I’d be interested to try producing a pi ratio with a poll.
and also try producing pi with giving more examples or guidelines than just a string of numbers.
The other problem with the last example lies in how Twitter surfaces the like/retweet stats to the user. Rather than go to the database each time the tweet appears in a user’s feed, it caches the calculations and shows THOSE to the users. Eventually the cache will “time out” and the numbers will have to be recalculated and recached. The issue is compounded by the fact that they actually have hundreds of these caches running on different servers globally, each with their own values, and each user is most likely to get the values from a server geographically near to them.

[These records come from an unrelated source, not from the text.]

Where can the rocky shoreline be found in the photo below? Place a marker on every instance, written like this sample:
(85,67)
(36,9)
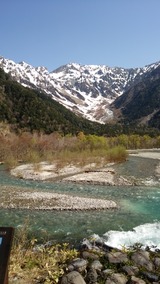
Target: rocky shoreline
(12,197)
(98,263)
(22,198)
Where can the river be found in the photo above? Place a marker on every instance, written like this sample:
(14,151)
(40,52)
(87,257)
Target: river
(138,206)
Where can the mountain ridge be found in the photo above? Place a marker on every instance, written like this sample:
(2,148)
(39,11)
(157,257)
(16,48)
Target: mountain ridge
(86,90)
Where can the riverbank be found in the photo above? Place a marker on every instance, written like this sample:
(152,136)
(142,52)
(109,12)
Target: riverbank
(22,198)
(90,174)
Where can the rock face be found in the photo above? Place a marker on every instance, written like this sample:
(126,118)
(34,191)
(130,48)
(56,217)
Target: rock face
(102,264)
(87,90)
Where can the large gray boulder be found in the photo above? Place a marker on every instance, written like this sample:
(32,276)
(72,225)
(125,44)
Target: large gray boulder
(73,277)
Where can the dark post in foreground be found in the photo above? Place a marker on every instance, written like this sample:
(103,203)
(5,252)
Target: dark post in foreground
(6,236)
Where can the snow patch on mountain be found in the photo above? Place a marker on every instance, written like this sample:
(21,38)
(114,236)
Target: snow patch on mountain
(87,90)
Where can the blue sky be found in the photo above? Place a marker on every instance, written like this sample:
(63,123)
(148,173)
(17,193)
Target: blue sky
(51,33)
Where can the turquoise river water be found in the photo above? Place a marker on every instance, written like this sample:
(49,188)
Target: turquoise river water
(138,206)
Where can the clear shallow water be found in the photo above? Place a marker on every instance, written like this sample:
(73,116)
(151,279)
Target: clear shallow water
(137,206)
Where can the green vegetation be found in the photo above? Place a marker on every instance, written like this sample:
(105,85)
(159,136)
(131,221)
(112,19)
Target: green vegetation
(28,110)
(78,149)
(62,150)
(32,263)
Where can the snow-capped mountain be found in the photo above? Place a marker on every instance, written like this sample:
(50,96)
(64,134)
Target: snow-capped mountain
(87,90)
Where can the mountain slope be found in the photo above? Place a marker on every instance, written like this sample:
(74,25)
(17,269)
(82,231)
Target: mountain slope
(141,103)
(87,90)
(30,110)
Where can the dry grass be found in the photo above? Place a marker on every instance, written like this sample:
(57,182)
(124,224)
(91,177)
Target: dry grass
(32,263)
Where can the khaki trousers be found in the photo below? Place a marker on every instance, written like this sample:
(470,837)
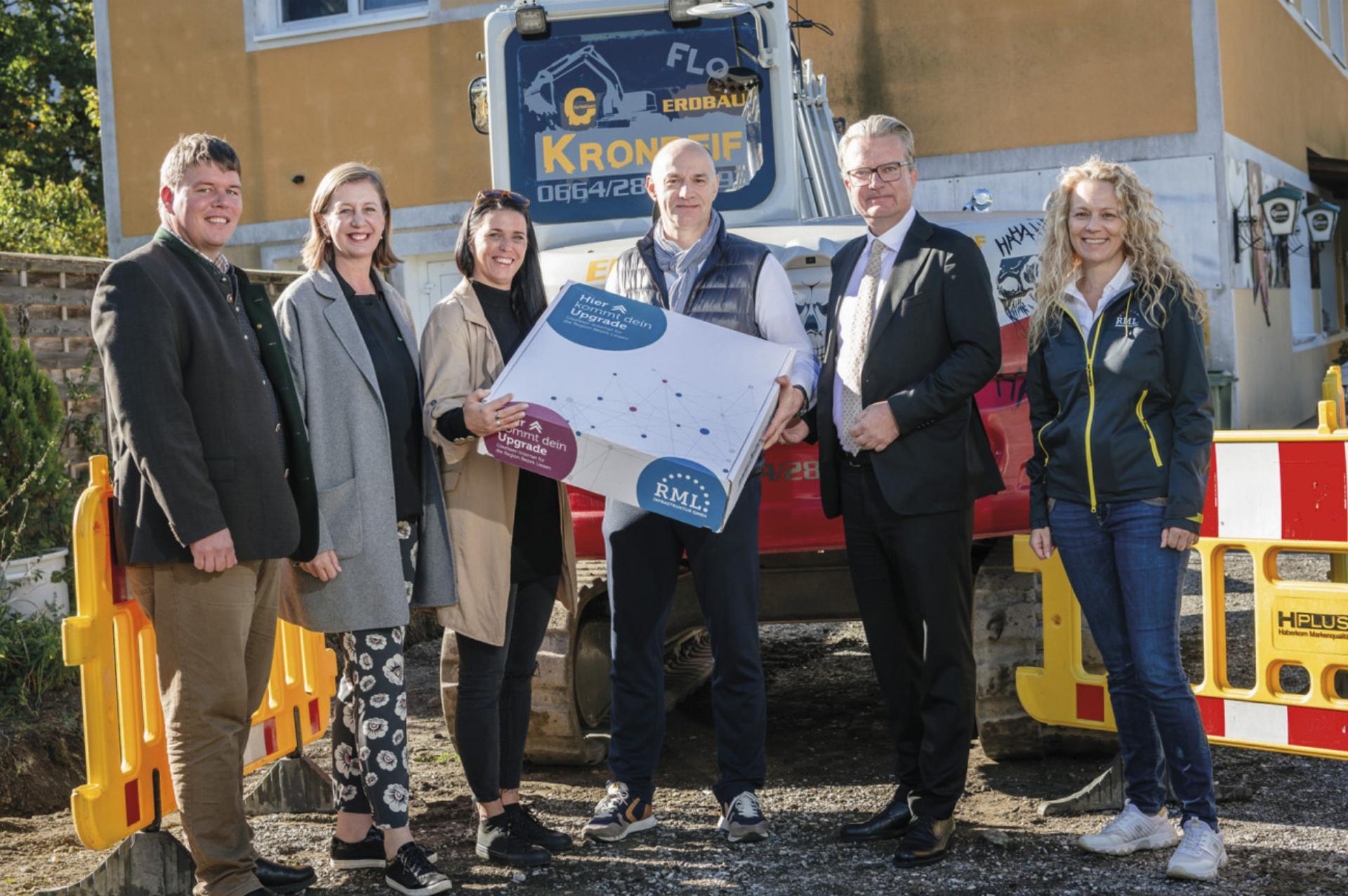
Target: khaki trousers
(215,635)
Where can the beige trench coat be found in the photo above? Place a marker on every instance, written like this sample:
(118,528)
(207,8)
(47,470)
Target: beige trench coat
(460,355)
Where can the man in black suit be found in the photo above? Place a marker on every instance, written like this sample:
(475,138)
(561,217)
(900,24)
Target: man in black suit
(913,334)
(213,488)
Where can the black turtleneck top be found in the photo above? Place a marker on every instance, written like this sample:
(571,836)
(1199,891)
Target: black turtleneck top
(399,388)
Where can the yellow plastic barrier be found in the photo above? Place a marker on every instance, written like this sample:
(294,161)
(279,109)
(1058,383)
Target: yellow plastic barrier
(114,645)
(1269,492)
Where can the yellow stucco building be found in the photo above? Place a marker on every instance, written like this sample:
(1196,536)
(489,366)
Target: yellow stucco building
(1213,101)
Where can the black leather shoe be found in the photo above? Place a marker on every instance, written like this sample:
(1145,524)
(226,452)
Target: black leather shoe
(285,880)
(927,840)
(887,824)
(501,843)
(530,829)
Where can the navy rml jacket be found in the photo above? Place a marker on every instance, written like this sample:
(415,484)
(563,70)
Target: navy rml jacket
(1122,413)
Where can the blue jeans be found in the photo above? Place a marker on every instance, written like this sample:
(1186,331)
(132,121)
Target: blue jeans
(1130,588)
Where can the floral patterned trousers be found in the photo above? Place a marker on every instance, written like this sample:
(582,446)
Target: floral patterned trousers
(370,727)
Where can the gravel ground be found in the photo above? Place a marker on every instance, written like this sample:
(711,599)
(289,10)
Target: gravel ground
(828,764)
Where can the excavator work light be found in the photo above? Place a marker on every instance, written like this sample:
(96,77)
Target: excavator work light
(680,10)
(531,20)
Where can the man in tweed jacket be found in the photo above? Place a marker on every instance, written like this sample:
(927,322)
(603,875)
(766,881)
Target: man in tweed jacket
(213,489)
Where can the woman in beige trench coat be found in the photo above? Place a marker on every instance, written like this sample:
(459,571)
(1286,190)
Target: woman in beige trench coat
(511,530)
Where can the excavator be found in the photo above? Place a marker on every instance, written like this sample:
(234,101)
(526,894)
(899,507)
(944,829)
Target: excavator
(577,98)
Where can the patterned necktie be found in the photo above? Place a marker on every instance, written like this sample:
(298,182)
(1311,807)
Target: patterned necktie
(855,340)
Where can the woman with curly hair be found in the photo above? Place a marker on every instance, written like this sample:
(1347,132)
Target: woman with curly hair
(1123,431)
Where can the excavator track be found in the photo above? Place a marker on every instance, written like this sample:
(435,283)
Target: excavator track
(1007,611)
(569,720)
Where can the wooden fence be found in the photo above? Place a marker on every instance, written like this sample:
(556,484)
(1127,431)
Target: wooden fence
(45,299)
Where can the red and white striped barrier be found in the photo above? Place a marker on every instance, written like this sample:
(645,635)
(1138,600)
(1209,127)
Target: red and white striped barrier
(1278,491)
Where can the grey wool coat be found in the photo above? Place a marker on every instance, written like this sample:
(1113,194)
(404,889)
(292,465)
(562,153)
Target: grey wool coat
(344,413)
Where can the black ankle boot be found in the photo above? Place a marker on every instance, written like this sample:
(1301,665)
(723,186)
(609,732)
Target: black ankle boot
(498,841)
(529,828)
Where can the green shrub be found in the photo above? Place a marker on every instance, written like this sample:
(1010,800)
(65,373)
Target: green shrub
(35,492)
(32,664)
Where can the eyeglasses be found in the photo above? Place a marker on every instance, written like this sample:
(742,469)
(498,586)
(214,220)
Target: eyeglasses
(887,171)
(492,196)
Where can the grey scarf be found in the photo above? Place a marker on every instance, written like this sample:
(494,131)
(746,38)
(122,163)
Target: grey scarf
(681,265)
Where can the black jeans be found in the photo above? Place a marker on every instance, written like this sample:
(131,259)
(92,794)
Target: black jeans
(909,570)
(495,692)
(643,555)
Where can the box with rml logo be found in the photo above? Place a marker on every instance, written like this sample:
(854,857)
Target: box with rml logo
(652,409)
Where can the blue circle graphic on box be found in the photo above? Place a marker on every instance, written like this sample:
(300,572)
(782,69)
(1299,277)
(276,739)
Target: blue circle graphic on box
(681,489)
(600,319)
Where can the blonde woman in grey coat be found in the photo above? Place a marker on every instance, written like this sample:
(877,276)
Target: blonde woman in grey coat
(383,543)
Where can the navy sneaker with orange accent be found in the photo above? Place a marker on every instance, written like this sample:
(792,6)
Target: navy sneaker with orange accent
(619,814)
(743,821)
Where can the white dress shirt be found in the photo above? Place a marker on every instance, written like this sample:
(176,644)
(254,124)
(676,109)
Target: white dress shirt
(892,239)
(778,319)
(1076,303)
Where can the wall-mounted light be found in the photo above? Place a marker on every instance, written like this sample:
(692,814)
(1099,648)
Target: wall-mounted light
(1280,206)
(980,201)
(1321,218)
(1278,209)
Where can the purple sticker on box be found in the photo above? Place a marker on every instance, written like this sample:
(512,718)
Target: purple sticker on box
(543,444)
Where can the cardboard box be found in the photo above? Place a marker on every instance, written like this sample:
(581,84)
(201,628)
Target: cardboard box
(652,409)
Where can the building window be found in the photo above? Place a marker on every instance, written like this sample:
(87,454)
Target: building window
(1311,13)
(310,10)
(1336,30)
(284,22)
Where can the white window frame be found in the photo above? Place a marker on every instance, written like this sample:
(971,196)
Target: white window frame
(265,26)
(1336,32)
(1311,13)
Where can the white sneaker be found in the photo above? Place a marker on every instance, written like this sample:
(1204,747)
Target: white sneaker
(1130,831)
(1201,853)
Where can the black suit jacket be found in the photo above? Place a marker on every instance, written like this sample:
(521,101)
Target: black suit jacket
(934,343)
(190,422)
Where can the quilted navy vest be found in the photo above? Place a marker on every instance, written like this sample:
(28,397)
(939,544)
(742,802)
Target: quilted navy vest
(725,291)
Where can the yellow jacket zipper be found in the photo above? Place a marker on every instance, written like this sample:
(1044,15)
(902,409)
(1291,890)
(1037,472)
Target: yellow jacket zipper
(1040,435)
(1090,349)
(1156,453)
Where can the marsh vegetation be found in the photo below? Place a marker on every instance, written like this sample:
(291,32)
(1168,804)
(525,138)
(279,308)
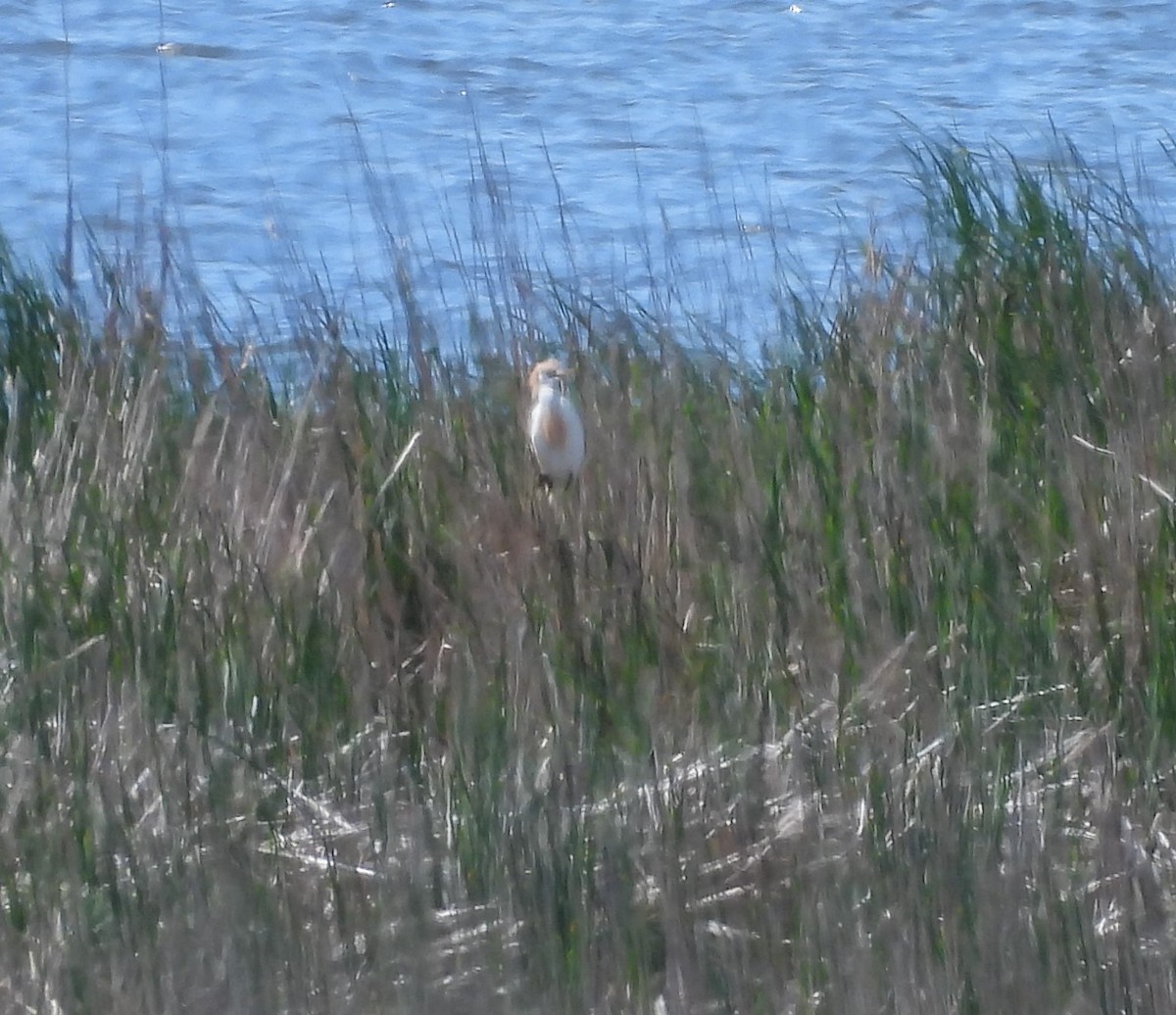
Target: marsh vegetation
(844,682)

So while you may see 20/7 and so add a like, I might see 25/7, so I’d retweet. Neither of us really know how this truly affects the numbers. But having SOME insight sways our reaction.
Conversely, if 500 people see 20/7, they’d ALL add a like, severly skewing the numbers to 520/7.
In fact, you can remove the human factor by simulating this with multiple computers where each computer gets their own snapshot of the stats and reacts accordingly. The result will be similar.
So the problem is complex because
1, The technology be used isn’t real-time; instead it’s “eventually consistent.” This means that the correct data will eventually get into the database, but while it’s changing, the values you get can’t be considered exact.
2. The lack of randomization because the users have an insight (albeit marginally incorrect) into the data.
Here’s a really good video by Tom Scott specifically regarding the Twitter stats and how you can watch them change in weird ways: https://www.youtube.com/watch?v=RY_2gElt3SA.
That’s fascinating! I had no idea about the latency issue. That’s almost perfectly designed to make “hit this retweet-to-like ratio” impossible.
The roulette wheel would be nice to repeat with various colours to delve into colour bias.
Ben, are you familiar with Condorcet’s Jury Theorem? It’s one of my favorites.
Essentially, it speaks to the probability that a group of people will arrive at the correct decision using majority rule (by assumption, a correct decision exists). If each individual voter has a probability greater than .5, adding voters increases the probability that majority rule will arrive at the correct decision. If the individual probability is less than .50, then adding voters makes arriving at the correct decision less and less likely.
I didn’t know that one, and I like it! In one sense, it’s a simple consequence of the binomial theorem; in another sense, it’s a kind of profound model for collective decision-making.